Venture Capital Ate The Browser Company

Profit seems like a good goal to me. But that wasn't good enough for the venture capitalists backing The Browser Company.

Josh Miller:

So when people ask how venture capital influenced us — or why we didn’t just charge for Arc and run a profitable business — I get it. They’re fair questions. But to me, they miss the forest for the trees. If the goal was to build a small, profitable company with a great team and loyal customers, we wouldn’t have chosen to try and build the successor to the web browser – the most ubiquitous piece of software there is.
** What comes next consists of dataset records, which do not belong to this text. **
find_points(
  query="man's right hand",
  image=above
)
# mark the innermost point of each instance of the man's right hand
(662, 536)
The point of this was always bigger for us: to build good, cared for software that could have an impact for people at real scale.
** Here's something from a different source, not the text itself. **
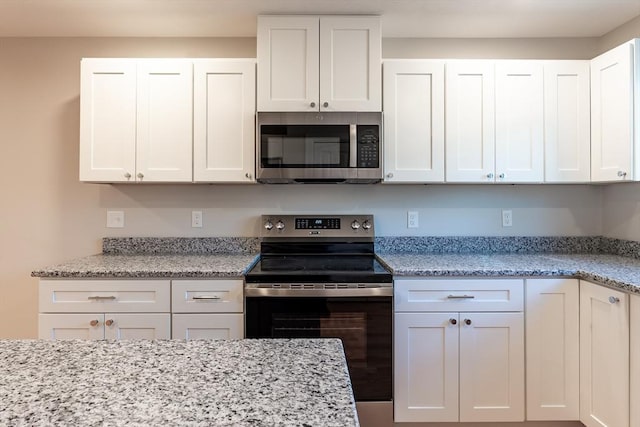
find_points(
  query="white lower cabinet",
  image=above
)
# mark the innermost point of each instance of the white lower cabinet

I think it's Miller who is missing the forrest for the trees. A small profitable company sounds nice to me. They should have taken the Superhuman approach: charge power users a premium price for a power user premium experience.

That will never scale to billions of users, but it's a sustainable business.
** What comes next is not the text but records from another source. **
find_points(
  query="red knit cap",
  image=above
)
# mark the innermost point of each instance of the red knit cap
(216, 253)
When The Browser Company announced they were killing pausing sunsetting "not actively developing" Arc back in late 2024, another lifetime ago in AI eras, perhaps they had a shot to build an AI browser. And perhaps back in late 2024, that was indeed a novel idea.

But it's hard to imagine Dia can compete against OpenAI or Perplexity now, you know, the actual AI companies building their own browsers. And then there's Chrome, presumably doing the same thing with Gemini.

And just yesterday from Alex Heath:

...this week served as a wake-up call for the many startups building businesses on the backs of AI models; if you are successful enough, you run the risk of being copied by your model provider.

I recall listening to a Decoder episode late last year with Miller in which he described having an AI browser seamlessly transfer text from one browser tab to another, like a list of students in a classroom, or a shopping list, and I thought, well, that does sound genuinely useful.

But Dia today doesn't seem capable of even that. I could be wrong, but I don't think I can have Dia transfer my shopping list from Apple Reminders to Target, something that I do once or twice a week, and that annoys the heck out of me, and that I genuinely would love to have automated. But Dia doesn't do that.

I'll still give Dia a shot, and I'll eat my words if I'm wrong, but I don't see how Browser Company nails the landing on this one. If there's a forest and trees, Miller and the Browser Company seem lost in the thicket.